Aux stades 2, 3 et 4, nous privilégions la trapézectomie totale avec tendinoplastie d’interposition utilisant le petit palmaire ou la moitié du grand palmaire en association avec une bandelette tendineuse du long abducteur du pouce (fig. 11-9). La réparation et la remise sous tension du plan capsulo-ligamentaire sont essentielles pour restaurer la stabilité de la néo-articulation. Afin de favoriser l’abduction et la rétroplusion du pouce, le tendon du long abducteur est raccourci et refixé de manière plus dorsale et distale sur la base du premier métacarpien. C’est une bonne opération qui assure le confort et la mobilité. La récupération de la force n’est jamais totale et dépend de l’état préopératoire et de la trophicité des muscles thénariens. Quatre-vingt douze pour cent des opérés réclament la même opération du côté opposé dans les 18 mois suivant la première intervention.
Cette intervention peut être complétée par une ligamentoplastie-suspensoplastie selon le principe de Eaton utilisant la moitié du grand palmaire. Cette technique a pour ambition de restaurer la stabilité du 1er métacarpien et d’éviter le collapsus de la colonne du pouce induit par la trapézectomie.

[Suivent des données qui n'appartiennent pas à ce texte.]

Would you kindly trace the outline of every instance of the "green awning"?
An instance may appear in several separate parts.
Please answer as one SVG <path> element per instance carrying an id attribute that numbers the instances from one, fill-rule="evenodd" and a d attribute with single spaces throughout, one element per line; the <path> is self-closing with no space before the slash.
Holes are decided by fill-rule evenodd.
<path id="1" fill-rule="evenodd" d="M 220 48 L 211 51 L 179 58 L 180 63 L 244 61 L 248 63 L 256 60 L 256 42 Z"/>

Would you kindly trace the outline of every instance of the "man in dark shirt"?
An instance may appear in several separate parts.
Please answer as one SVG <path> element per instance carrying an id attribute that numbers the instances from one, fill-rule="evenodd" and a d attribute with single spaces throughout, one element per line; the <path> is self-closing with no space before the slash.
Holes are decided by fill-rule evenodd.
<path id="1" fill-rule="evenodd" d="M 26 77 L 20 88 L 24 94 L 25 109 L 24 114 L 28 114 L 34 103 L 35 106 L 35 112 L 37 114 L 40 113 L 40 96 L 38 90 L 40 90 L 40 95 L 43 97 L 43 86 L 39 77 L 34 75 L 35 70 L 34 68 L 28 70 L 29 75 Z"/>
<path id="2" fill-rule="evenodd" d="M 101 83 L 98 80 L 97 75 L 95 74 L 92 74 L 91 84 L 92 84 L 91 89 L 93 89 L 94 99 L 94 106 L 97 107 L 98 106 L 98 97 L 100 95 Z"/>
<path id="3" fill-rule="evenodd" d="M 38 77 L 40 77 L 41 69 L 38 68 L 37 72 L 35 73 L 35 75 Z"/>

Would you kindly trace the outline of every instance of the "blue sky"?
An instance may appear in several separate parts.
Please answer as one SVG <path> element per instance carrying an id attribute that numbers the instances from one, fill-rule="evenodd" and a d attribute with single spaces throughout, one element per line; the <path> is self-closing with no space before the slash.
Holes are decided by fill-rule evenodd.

À long terme, il n’y a pas de différence entre les patients ayant bénéficié de l’une ou l’autre des techniques.
Protocole de rééducation
Rééducation de J1 à J30
Elle a pour but d’entretenir la mobilité des chaînes digitales longues pour diminuer l’œdème toujours présent en postopératoire. Elle est associée à la cryothérapie et au port de l’avant-bras en écharpe. La mobilisation active de l’interphalangienne du pouce est obligatoire pour éviter les adhérences du long extenseur du pouce. En revanche, la mobilisation de l’articulation métacarpo-phalangienne du pouce doit être très restreinte pour éviter les micromouvements au niveau de la broche intermétacarpienne et de la réparation capsulo-ligamentaitre de la néo-articulation. L’utilisation de la pince pollici-digitale peut s’effectuer mais sans force. Il convient de veiller à la bonne position du poignet qui, fréquemment en postopératoire, a tendance à se placer en légère flexion et inclinaison cubitale. Si le patient n’arrive pas à maîtriser cette position, il est préférable de lui faire porter une orthèse longue qui stabilisera le poignet (fig. 11-7).
À J30
À l’ablation de la broche, succèdent la confection d’une orthèse carpo-digitale de P1 du pouce assurant le repos articulaire et l’ouverture de la première commissure (fig. 11-10). Le premier métacarpien est placé en abduction et antépulsion à 45°, la MP à 30° de flexion, l’IP est libre et le poignet à 10° de dorsi-flexion. Cette orthèse, qui sera portée la nuit, a pour finalité de replacer la colonne du pouce dans sa position définie ci-dessus et d’apporter l’indolence.
Cette orthèse courte, qui est utilisée au cours des activités, stabilise le premier métacarpien en abduction-antépulsion tout en empêchant l’opposition, La MP est en flexion à 30° et l’IP est libre (fig. 11-6A).